Products that are inspired by alcohol, such as a Beer Pong Table that floats in the water or a 40oz koozie

Steve There was a time when a getting together with a few buddies for some beers and reminiscing about memories past would send you home satisfied. Today, however, like every other facet of our ever changing lives, people are finding more and more ways to get drunk. Beer Pong, various drinking apparatuses and countless card drinking games are proof that simply having a few beers with your buddies is just not enough; unless of course you are drinking those beers out of a ten-foot beer bong attached to an ice luge, after you just lost a game of Flip Cup! I’m not saying that the world of drinking evolution is developing at a rate of speed parallel to the dot com boom, as Coors Light blue-changing mountains are no Google.com, however this blog will conjure up the elixir needed for drinkers everywhere, ready to experience intoxication bliss in a whole new world of creativity and inebriation.
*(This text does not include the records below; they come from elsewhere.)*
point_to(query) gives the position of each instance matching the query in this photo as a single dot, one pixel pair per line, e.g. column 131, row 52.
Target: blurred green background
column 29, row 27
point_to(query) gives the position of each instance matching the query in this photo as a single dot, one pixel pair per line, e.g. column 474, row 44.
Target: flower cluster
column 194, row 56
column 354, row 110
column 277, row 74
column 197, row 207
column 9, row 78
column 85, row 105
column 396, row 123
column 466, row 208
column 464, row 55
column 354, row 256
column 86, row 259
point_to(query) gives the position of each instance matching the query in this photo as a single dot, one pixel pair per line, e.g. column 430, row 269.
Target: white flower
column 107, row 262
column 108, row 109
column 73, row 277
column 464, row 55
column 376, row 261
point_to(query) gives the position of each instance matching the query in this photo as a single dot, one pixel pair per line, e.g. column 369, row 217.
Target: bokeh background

Whether it be a special table to improve your beer pong experience, an animal-shaped beer bong to get you drunk faster, or whatever other drinking creation is out there just awaiting discovery, this blog will take you on a journey into the depths of drinking innovation to improve your drinking experience, raise your BAC level to new personal highs, or provide creative products that will finally help you entice that chick from your Biology class over to your house for some ole’ fashioned day drinking and some bad decisions.

And what makes me qualified to provide this alcohol creativity to the drinking public?
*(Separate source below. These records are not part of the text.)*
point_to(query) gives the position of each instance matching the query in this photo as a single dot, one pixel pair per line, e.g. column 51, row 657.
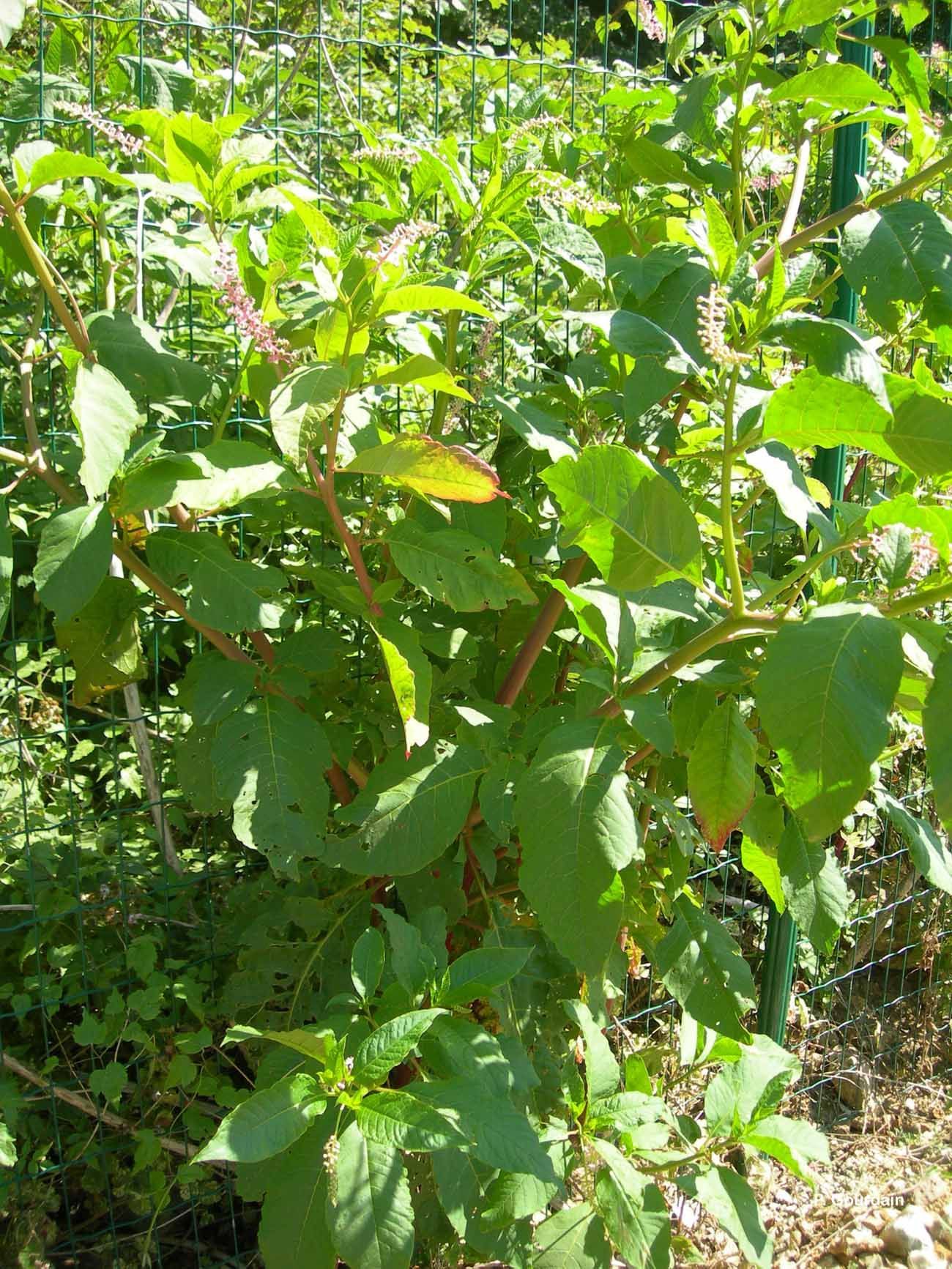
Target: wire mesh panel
column 130, row 928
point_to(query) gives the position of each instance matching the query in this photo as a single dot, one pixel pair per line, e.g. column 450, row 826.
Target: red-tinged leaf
column 721, row 773
column 425, row 466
My drinking experience really started no different than anyone else. Ok, so maybe it did. For some, the first sip of alcohol to touch their pubescent lips may have been at a family holiday party, in the basement of their Uncle’s garage or from a bottle of Jack Daniels, left open on the table after their Mom and the pool man had already gone upstairs. For me, however it came in the back alley of a Denny’s in New Haven, Connecticut. Dejected after giving up a two-run game losing home run in wiffleball, I chased the ball which had torpedoed down a hill and across the main street coming to rest at the feet of a wrinkly, grotesque, golden brown skinned woman who probably should have turned down the buy forty get nine-thousand free tan offer six years prior.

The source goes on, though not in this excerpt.